Thousands of car number plates are being stolen each year by gangs of crooks intent on using other people’s identities to commit crimes.
Car crime experts have warned that a trend in car registration plate theft across the country may be more sinister than just mindless vandalism as both identity theft and car cloning have become multi-million pound underworld businesses.
In the last few months almost every police force across Britain has reported a rise in the number of reported thefts of number plates from vehicles compared to previous years.
”Car cloning is big business,” said Roger Powell, General Manager of MyCarCheck.com which specialises in helping detect car crime by providing checkable information to motorists worried about being sold a death trap or stolen vehicle with a false identity.
”Police forces across the country have reported a rise in the number of licence plates being pinched from cars and then used to disguise stolen or illegal vehicles which are then sold on to unsuspecting buyers.”
Criminals steal number plates to put on identical stolen vehicles which are then used in other crimes or sold as quickly as possible, often for a fraction of their true value, and the proceeds used to finance other illegal activities.
Often innocent drivers whose plates have been stolen don’t find out about the scam unless they are suddenly hit with fines for speeding and parking offences committed by drivers of the cloned cars.
From Somerset to Scotland drivers across the UK are increasingly finding that their plates have either been stolen or copied onto identical vehicles.
In East Sussex police have reported a steady rise in number plate thefts.

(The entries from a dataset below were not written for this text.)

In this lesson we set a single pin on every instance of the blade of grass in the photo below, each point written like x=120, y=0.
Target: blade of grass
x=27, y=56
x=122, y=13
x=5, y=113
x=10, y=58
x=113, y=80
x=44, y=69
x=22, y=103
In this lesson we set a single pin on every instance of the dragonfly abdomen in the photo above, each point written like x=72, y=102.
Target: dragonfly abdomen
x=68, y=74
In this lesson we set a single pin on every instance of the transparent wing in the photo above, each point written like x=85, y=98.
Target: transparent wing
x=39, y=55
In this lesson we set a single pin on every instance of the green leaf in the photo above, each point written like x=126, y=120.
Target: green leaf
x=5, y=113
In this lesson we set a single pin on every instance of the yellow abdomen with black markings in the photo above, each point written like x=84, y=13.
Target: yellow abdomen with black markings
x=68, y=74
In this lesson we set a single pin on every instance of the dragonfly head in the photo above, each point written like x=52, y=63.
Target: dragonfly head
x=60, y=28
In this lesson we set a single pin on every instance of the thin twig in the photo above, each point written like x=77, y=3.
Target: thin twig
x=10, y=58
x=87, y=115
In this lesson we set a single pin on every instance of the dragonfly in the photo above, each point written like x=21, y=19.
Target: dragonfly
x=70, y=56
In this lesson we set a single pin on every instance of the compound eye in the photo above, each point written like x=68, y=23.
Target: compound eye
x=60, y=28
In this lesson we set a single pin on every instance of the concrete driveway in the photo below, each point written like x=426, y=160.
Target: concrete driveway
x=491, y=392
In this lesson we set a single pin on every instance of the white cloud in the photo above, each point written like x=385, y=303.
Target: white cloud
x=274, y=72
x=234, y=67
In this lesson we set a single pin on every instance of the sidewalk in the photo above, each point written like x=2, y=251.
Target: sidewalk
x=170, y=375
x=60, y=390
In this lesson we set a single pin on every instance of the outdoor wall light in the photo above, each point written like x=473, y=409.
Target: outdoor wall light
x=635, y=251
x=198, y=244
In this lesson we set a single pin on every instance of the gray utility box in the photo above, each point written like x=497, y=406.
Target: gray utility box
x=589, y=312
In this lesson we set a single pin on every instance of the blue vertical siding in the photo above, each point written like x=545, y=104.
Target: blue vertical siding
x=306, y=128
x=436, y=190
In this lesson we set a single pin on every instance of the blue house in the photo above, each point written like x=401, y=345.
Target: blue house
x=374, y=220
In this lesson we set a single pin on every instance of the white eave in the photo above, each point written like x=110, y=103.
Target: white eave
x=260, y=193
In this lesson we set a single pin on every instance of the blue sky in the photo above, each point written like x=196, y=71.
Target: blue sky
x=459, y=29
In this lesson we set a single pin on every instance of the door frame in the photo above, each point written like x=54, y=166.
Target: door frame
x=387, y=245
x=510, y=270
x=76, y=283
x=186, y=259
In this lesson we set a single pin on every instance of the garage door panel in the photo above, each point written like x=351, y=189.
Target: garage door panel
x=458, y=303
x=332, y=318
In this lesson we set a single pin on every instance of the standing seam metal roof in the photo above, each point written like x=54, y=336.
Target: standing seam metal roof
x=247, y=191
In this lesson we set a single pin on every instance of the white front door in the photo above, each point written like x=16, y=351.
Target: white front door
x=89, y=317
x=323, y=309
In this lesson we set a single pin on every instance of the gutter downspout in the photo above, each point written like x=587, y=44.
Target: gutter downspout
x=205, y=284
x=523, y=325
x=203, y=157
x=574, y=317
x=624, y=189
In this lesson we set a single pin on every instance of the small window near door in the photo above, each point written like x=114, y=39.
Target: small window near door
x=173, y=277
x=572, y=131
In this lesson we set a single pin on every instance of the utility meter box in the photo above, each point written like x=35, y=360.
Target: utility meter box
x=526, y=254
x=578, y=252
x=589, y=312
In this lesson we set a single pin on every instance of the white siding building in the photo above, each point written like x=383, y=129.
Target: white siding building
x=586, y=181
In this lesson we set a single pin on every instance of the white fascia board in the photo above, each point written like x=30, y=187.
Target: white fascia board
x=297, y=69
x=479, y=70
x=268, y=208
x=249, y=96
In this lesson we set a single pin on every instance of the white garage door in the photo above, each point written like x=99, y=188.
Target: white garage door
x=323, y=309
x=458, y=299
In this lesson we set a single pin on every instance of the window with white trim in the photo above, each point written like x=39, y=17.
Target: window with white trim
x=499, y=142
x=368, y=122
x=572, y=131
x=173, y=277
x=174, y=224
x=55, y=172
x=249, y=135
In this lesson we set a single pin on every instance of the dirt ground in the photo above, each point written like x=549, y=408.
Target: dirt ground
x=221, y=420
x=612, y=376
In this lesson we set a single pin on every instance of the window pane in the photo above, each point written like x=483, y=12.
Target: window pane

With about a 25 per cent increase to 407 incidents in the last year.
In the first seven months of this year 312 number plates were reported stolen to Lothian and Borders Police compared to 406 for the whole of last year and just 256 for the whole of 2004.
In London the Metropolitan Police said 8,998 licence plate thefts took place in the period 2005/06, a rise of 32% on the previous year‘s figures.
The rise in licence-plate thefts has been attributed to the tightening of procedures which make it difficult for criminals to obtain duplicate plates legally.
“There is not a day goes by without innocent people calling MyCarCheck.Com and telling us about how they have become victims,” said Mr Powell.
“Often people pay thousands for a new car only to find it has been stolen or has previously been involved in an accident before being given a false identity and put back on the road.
“The only way to check is to make sure the registration plate matches the Vehicle identification Number (VIN) on the chassis and elsewhere.”
All UK chassis codes have 17 letters and numbers and at least the last four are unique to each vehicle.
“If there is less or more than 17 characters, or if there is any suggestion the numbers have been tampered with in any way, people should be immediately suspicious,” said Mr Powell, whose company uses data supplied by the DVLA, the police and the Association of British Insurers.
”A car may look alright but if it has been written-off or stolen then insurance companies may not pay out if it is ever involved in another claim,” said Mr Powell whose company found that almost three-quarters of second-hand car buyers who checked the history of their vehicles did so because they worried about being sold stolen or damaged goods.
Since 1996 insurance companies categorize vehicles that have been involved in claims as either A,B,C or D.
Category A means the car should be scrapped and crushed. Category B means the body should be destroyed, while C means the damage is extensive but repairable and D is reserved for vehicles with minor repairable damage or possibly stolen and recovered undamaged.
It is estimated that of the 35 million vehicles registered with the DVLA one in three have something to hide.
Each year an estimated 25,000 dangerous cars are put back on the road, many of them sold to unsuspecting motorists by organised gangs and confidence tricksters making an estimated £3 billion a year from the illegal trade.
”When you consider that one in seven cars on UK roads are regarded as total insurance write-offs, which equals about four million vehicles, it is easy to see how somebody can be caught out,” added Mr. Powell.
Over the next 12 months around five million British motorists will spend more than £28 billion on used cars – an average of about £5,100 each.
However Phil Swift of Claims Management & Adjusting Ltd, a company which investigates many cloned vehicle incidents, said that while the police were doing what they could the prospect of easy money was often too much of a temptation for many crooks.
”About five years ago around 500,000 cars a year were stolen,” he said.
”The police did a cracking job and we got about 70 per cent back which meant about 150,000 cars were never seen again.
“Now the figure of stolen vehicles is down to about 360,000 a year but the police are recovering less than 50 per cent of them. We are still losing about 180,000 a year which we never see again.
“Breaking for parts accounts for some and a few are possibly being exported so many are probably being cloned.”